Apache Camel: Processors Should NEVER Be Stateful

If you have experience with Apache Camel, this one might sound a little obvious.  But, it has recently come up a few times, so it’s worth mentioning. As an example, say you have a route that iterates over paged data and does something with it, and you therefore need to keep track of the pagination. You might use something like the following:

public class FooProcessor implements Processor {
 private int page = 0;
 
 public void process(Exchange exchange) throws Exception {
   List<String> results = new ArrayList<>();
   
   while (page < 5) {
     // Run *anything* involving pagination -- SQL, REST, etc.
     String result = ...;
     results.add(result);
     page++;
   }
   
   exchange.getIn().setBody(results);
 }
}

Spot the issue? At first glance, this looks like it’d work, and it will if the route never executes multiple times at once. But…

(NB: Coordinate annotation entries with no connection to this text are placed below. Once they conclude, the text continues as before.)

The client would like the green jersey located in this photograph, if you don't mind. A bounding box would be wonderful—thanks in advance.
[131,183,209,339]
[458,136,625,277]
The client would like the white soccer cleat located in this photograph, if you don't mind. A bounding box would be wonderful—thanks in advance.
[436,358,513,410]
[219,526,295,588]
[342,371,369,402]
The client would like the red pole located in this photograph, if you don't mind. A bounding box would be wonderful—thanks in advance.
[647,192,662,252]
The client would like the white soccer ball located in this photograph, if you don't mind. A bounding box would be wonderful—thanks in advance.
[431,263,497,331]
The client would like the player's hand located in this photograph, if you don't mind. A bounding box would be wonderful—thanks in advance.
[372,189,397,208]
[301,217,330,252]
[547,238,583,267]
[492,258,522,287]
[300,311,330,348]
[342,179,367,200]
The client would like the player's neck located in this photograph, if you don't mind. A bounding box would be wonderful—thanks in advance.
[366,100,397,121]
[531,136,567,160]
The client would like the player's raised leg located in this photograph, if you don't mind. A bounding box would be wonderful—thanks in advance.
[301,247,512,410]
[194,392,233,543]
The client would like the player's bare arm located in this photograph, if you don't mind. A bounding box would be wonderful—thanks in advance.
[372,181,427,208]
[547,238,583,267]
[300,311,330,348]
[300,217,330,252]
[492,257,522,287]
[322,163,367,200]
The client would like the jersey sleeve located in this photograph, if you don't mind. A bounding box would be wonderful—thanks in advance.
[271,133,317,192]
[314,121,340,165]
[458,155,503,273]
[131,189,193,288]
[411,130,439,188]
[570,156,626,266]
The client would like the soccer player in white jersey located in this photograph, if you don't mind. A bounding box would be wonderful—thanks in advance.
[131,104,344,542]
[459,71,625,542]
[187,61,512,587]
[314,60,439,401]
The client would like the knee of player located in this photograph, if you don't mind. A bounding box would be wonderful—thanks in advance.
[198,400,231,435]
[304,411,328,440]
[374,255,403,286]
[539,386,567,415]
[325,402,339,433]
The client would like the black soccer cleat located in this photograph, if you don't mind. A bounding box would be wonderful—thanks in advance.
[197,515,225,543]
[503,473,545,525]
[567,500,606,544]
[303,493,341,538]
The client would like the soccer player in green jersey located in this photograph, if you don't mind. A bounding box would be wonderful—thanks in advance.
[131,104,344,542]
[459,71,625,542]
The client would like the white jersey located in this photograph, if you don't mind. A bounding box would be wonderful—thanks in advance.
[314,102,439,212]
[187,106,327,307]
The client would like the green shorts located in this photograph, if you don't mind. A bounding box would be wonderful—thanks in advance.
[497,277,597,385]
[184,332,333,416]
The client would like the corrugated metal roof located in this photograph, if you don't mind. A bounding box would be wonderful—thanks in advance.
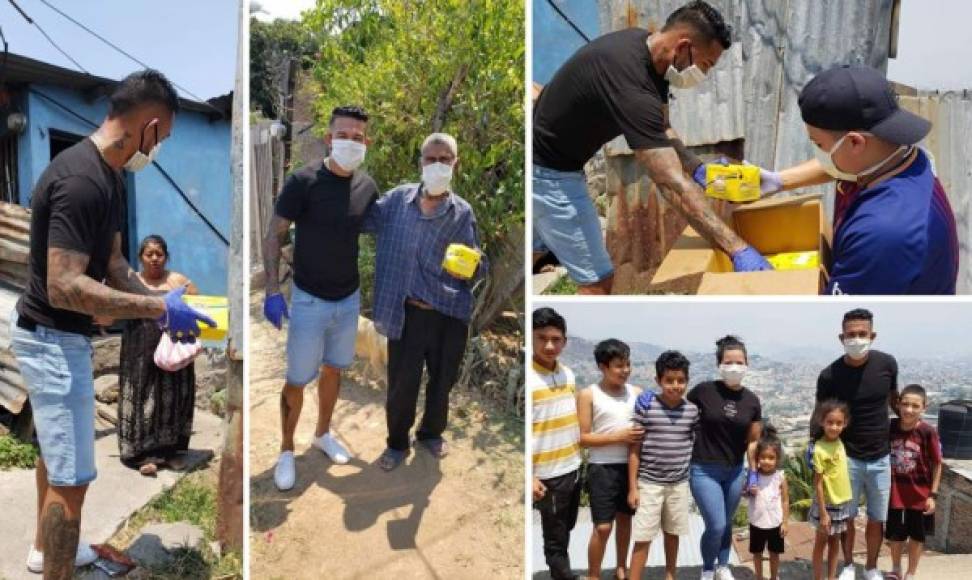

In Camel, a Processor is a singleton bean, meaning every flow through a route hits a single instantiation of the Processor object. So, if a route is executed, then executed again before the first flow finishes, “page” will set back to 0 in the middle of the original run. Even worse, both Processor runs then increment “page”, so neither one is able to retrieve the entire result set.  You wind up with something like:

  1. Processor run #1, page = 0
  2. Processor run #1, page = 1
  3. Processor run #2, page = 0
  4. Processor run #1, page = 1
  5. Processor run #2, page = 2
  6. Processor run #1, page = 3
  7. Processor run #2, page = 4

In the end, run #1 will contain pages 0, 1, 1 & 3, while #2 has 0, 2, and 4.  In high throughput applications, or contexts where the Processor execution can take a while, this certainly spells disaster for the end results.

The example is admittedly ridiculous and could be easily fixed by moving the “page” variable into the “process” method itself, rather than at the Class level.  However, the point is that any statefulness within a Processor, Bean, etc. must be avoided!